Szef zespołu Ferrari nie wyklucza, że rozwój modelu SF1000 może zostać porzucony bardzo szybko. Jeżeli okaże się, że Vettel i Leclerc nie będą w stanie walczyć o mistrzostwo świata, wówczas cała uwaga zostanie skupiona na pracach związanych z zupełnie nowym bolidem.
Mattia Binotto: Jak bardzo nadrabianie strat w 2020 roku wpłynie na model na sezon 2021? To dobre pytanie. Uważam, że jest to kompromis, który należy znaleźć. Jesteśmy na bardzo wczesnym etapie sezonu i nie można go w całości poświęcić. Na samym starcie zamierzamy jak najmocniej naciskać, ponieważ będzie to czas na zrozumienie samochodu oraz jego słabych stron.

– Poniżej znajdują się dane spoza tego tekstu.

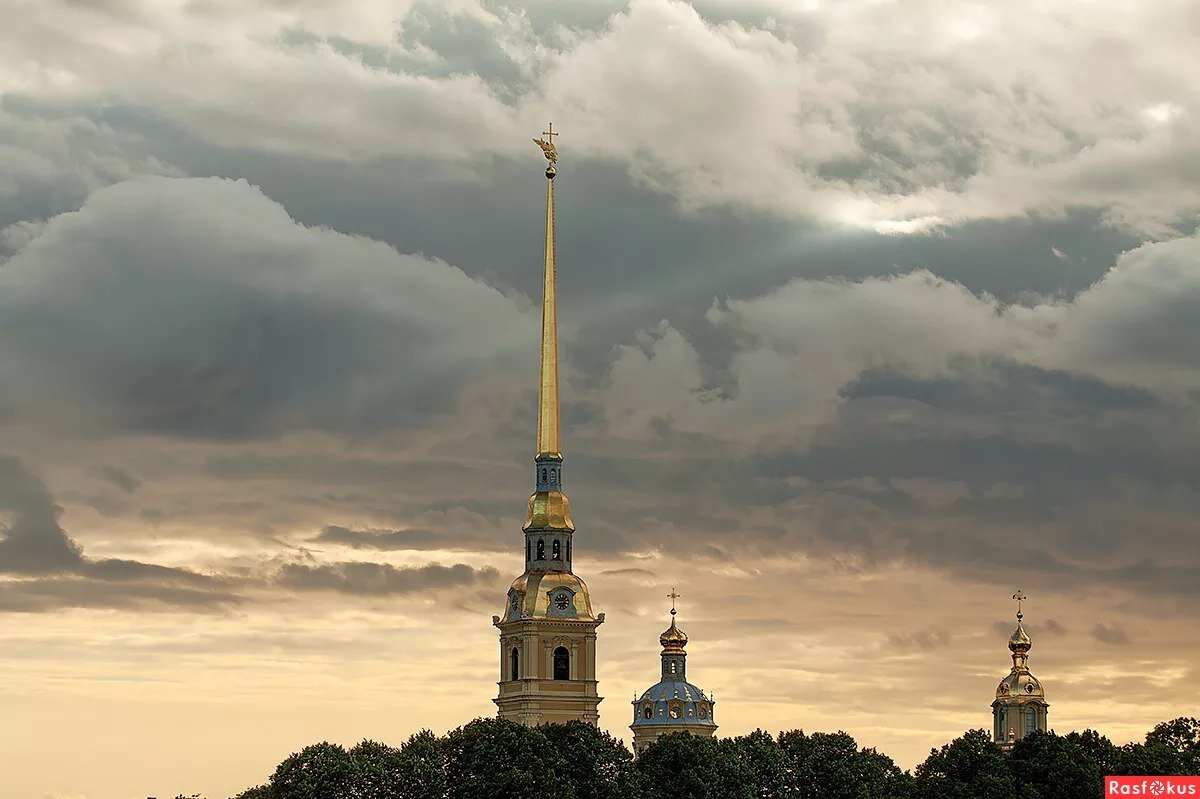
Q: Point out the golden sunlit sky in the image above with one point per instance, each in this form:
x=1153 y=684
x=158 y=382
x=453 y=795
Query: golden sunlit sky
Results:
x=871 y=313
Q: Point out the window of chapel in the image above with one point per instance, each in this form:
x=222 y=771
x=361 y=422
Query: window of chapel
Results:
x=562 y=664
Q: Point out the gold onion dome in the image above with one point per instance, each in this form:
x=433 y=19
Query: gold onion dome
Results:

Mam nadzieję, że będziemy mogli je wskazać jak najwcześniej.
Na tę chwilę jednak nikt nie myśli o tym, aby składać broń na starcie i wszyscy z niecierpliwością czekają, aż zgasną wszystkie czerwone światła.
Mattia Binotto: Jeżeli po kilku wyścigach dostrzegę oraz zrozumiem, że nasza strata jest zbyt duża, wówczas być może rozważymy inny scenariusz. Mimo to teraz jest zbyt wcześnie. To było tylko kilka dni testów. Są rzeczy, którymi możemy zająć się w samochodzie, być może już wkrótce. W tej chwili zamierzamy realizować nasz plan, który zakłada sezony 2020 oraz 2021.